Le solde après aides s'étale : sur le cas type à Schœnbourg, le reste à charge d'un ménage très modeste ressort à 6 000 € après aide ANAH et prise en charge de l'accompagnement. Étalé sur quinze ans en éco-prêt à taux zéro, cela représente de l'ordre de 35 € par mois, à comparer aux 1 620 € d'économie annuelle attendue sur la facture d'énergie.
à Schœnbourg, la part de logements occupés par leur propriétaire indique en creux le volume du parc locatif privé concerné. On relève 366 habitants, un rattachement intercommunal à CC de Hanau-La Petite Pierre, 91 % de propriétaires occupants, en zone climatique H1b. Ces valeurs ne décident d'aucun projet à elles seules, mais elles fixent l'ordre de grandeur dans lequel un chiffrage à Schœnbourg est crédible.
La densité de diagnostics renseigne sur la maturité du marché : 20 DPE publiés par l'ADEME à Schœnbourg, soit 120 pour 1 000 résidences principales. Un tel volume conditionne les délais de un opérateur agréé par l'Anah, dont l'intervention sur la remise à niveau d'un logement mis en location dure cinq à neuf mois.
Le relais de proximité compte autant que le barème national : à Schœnbourg est rattachée à CC de Hanau-La Petite Pierre.

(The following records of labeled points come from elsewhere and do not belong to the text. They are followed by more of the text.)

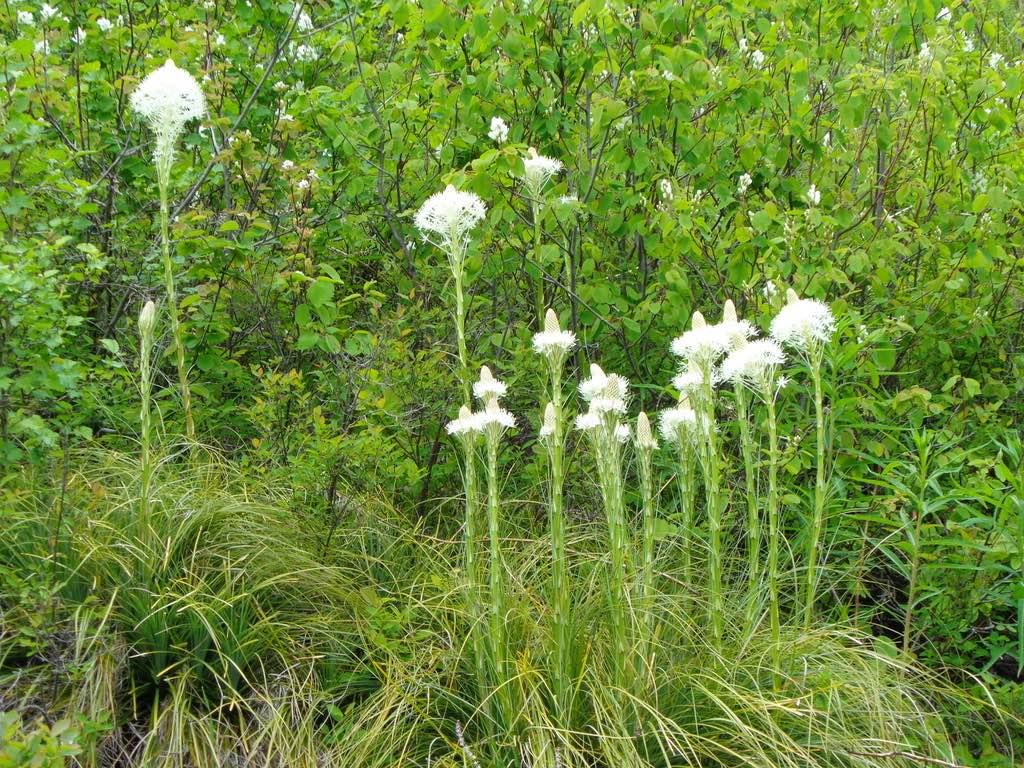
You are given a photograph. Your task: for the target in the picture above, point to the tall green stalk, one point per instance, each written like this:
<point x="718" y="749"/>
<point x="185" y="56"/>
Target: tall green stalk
<point x="773" y="528"/>
<point x="645" y="445"/>
<point x="713" y="494"/>
<point x="163" y="181"/>
<point x="753" y="515"/>
<point x="817" y="518"/>
<point x="146" y="323"/>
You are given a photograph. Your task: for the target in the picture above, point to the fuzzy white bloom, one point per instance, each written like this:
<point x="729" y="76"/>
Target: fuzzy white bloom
<point x="803" y="324"/>
<point x="487" y="388"/>
<point x="755" y="364"/>
<point x="495" y="419"/>
<point x="306" y="53"/>
<point x="678" y="423"/>
<point x="704" y="344"/>
<point x="499" y="132"/>
<point x="548" y="425"/>
<point x="147" y="318"/>
<point x="167" y="98"/>
<point x="588" y="422"/>
<point x="450" y="216"/>
<point x="552" y="342"/>
<point x="538" y="170"/>
<point x="644" y="435"/>
<point x="467" y="425"/>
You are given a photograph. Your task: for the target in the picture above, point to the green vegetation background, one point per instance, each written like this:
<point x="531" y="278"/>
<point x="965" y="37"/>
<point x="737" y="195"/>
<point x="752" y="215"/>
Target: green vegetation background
<point x="316" y="323"/>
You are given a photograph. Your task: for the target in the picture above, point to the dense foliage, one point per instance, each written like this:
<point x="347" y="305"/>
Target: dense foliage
<point x="865" y="154"/>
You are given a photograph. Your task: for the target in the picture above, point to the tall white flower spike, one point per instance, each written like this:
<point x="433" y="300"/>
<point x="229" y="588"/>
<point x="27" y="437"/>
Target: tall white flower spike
<point x="803" y="324"/>
<point x="552" y="342"/>
<point x="448" y="217"/>
<point x="538" y="170"/>
<point x="167" y="98"/>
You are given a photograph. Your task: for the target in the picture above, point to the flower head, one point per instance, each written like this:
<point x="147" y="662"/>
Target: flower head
<point x="495" y="420"/>
<point x="803" y="324"/>
<point x="488" y="389"/>
<point x="606" y="393"/>
<point x="167" y="98"/>
<point x="450" y="216"/>
<point x="538" y="170"/>
<point x="146" y="318"/>
<point x="679" y="424"/>
<point x="499" y="132"/>
<point x="552" y="342"/>
<point x="755" y="364"/>
<point x="467" y="425"/>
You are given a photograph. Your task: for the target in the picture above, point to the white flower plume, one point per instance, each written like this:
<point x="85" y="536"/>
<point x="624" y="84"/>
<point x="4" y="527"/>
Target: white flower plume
<point x="538" y="170"/>
<point x="499" y="132"/>
<point x="467" y="425"/>
<point x="754" y="365"/>
<point x="678" y="424"/>
<point x="803" y="324"/>
<point x="449" y="217"/>
<point x="644" y="436"/>
<point x="167" y="98"/>
<point x="552" y="342"/>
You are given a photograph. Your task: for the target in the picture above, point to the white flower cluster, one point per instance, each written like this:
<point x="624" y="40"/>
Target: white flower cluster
<point x="803" y="324"/>
<point x="499" y="132"/>
<point x="553" y="342"/>
<point x="449" y="216"/>
<point x="493" y="420"/>
<point x="167" y="98"/>
<point x="538" y="170"/>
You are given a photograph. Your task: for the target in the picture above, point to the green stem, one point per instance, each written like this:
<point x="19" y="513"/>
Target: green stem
<point x="474" y="588"/>
<point x="713" y="493"/>
<point x="497" y="616"/>
<point x="561" y="679"/>
<point x="539" y="288"/>
<point x="753" y="517"/>
<point x="817" y="518"/>
<point x="647" y="496"/>
<point x="460" y="327"/>
<point x="773" y="528"/>
<point x="172" y="303"/>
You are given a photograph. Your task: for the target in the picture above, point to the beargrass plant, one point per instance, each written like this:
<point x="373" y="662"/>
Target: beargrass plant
<point x="554" y="345"/>
<point x="806" y="326"/>
<point x="167" y="99"/>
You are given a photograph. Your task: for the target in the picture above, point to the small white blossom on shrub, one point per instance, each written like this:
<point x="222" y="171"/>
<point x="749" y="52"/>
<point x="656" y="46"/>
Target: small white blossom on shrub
<point x="803" y="324"/>
<point x="499" y="132"/>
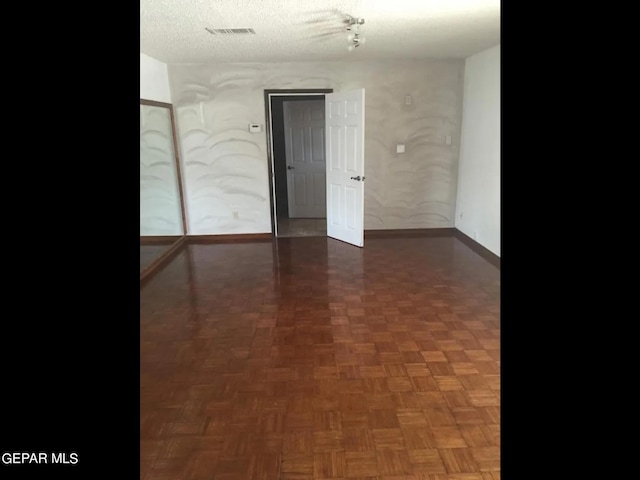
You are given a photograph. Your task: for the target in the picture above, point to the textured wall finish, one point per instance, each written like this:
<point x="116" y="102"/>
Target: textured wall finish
<point x="159" y="196"/>
<point x="226" y="168"/>
<point x="154" y="80"/>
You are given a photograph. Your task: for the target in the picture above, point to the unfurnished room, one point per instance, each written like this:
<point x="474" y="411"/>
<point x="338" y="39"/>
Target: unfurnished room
<point x="320" y="240"/>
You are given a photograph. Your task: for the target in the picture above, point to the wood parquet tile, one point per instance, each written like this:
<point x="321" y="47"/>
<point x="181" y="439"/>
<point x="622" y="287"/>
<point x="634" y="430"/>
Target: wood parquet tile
<point x="308" y="358"/>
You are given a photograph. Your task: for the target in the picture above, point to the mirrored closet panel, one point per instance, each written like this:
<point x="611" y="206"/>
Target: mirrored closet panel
<point x="162" y="219"/>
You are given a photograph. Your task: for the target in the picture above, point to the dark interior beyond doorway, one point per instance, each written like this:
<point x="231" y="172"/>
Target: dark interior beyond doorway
<point x="279" y="152"/>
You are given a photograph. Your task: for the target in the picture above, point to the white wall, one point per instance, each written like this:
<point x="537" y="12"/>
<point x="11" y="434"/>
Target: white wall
<point x="226" y="169"/>
<point x="478" y="198"/>
<point x="154" y="80"/>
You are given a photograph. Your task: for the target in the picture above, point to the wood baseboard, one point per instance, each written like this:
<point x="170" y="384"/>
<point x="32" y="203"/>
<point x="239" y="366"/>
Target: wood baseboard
<point x="230" y="238"/>
<point x="159" y="239"/>
<point x="479" y="249"/>
<point x="161" y="261"/>
<point x="411" y="232"/>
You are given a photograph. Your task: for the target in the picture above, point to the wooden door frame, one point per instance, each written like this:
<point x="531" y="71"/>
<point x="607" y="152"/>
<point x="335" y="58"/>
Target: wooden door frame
<point x="269" y="122"/>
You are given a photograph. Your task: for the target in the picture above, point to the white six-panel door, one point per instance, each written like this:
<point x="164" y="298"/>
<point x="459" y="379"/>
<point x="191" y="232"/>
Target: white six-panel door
<point x="305" y="153"/>
<point x="344" y="113"/>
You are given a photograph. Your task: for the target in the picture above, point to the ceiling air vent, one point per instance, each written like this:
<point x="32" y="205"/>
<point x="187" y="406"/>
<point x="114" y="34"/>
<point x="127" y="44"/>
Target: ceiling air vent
<point x="231" y="31"/>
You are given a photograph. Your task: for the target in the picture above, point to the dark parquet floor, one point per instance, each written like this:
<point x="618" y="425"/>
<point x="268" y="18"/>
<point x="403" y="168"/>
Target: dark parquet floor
<point x="308" y="358"/>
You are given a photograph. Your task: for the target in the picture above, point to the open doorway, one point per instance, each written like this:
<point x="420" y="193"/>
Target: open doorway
<point x="296" y="139"/>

Les conseillers France Rénov' de ce périmètre valident la cohérence du projet de la remise à niveau d'un logement mis en location et signalent les dispositifs locaux cumulables.
L'écart entre profils est considérable à Schœnbourg : 32 000 € pour un ménage très modeste contre 4 000 € pour un ménage aux revenus supérieurs, sur la même assiette de 40 000 € HT. Pour la remise à niveau d'un logement mis en location, le montage financier n'a donc rien de commun d'un foyer à l'autre.
Ce que vérifie l'instructeur avant de payer à Schœnbourg : que les critères de décence et un engagement de loyer maîtrisé figure au devis, que un opérateur agréé par l'Anah soit qualifié RGE à la date de signature, et que le constat de décence après travaux soit joint. À la clé, un solde pouvant atteindre 32 000 €.
Structure du parc de Schœnbourg : 96 % de maisons individuelles, soit environ 160 logements sur 167 résidences principales. C'est cette proportion qui détermine, pour la remise à niveau d'un logement mis en location, le poids réel de la vacance du logement pendant les travaux lourds dans les projets déposés.
Le choix du scénario change l'assiette : à Schœnbourg, elle passe de 30 000 € HT à deux classes à 40 000 € HT dès trois classes. Avec le logement loué chiffré autour de 2 613 000 €, l'arbitrage consiste à vérifier si le poste complémentaire nécessaire pour franchir la troisième classe coûte moins que le supplément d'aide qu'il déclenche.
Ce qui coûte le plus cher n'est pas le prix d'achat mais la reprise : un engagement de conventionnement signé sans simuler le manque à gagner locatif oblige à rouvrir l'ouvrage. Comptez 261 300 € à 522 600 € à Schœnbourg, à la charge exclusive du ménage puisque l'aide a déjà été versée sur le premier chantier.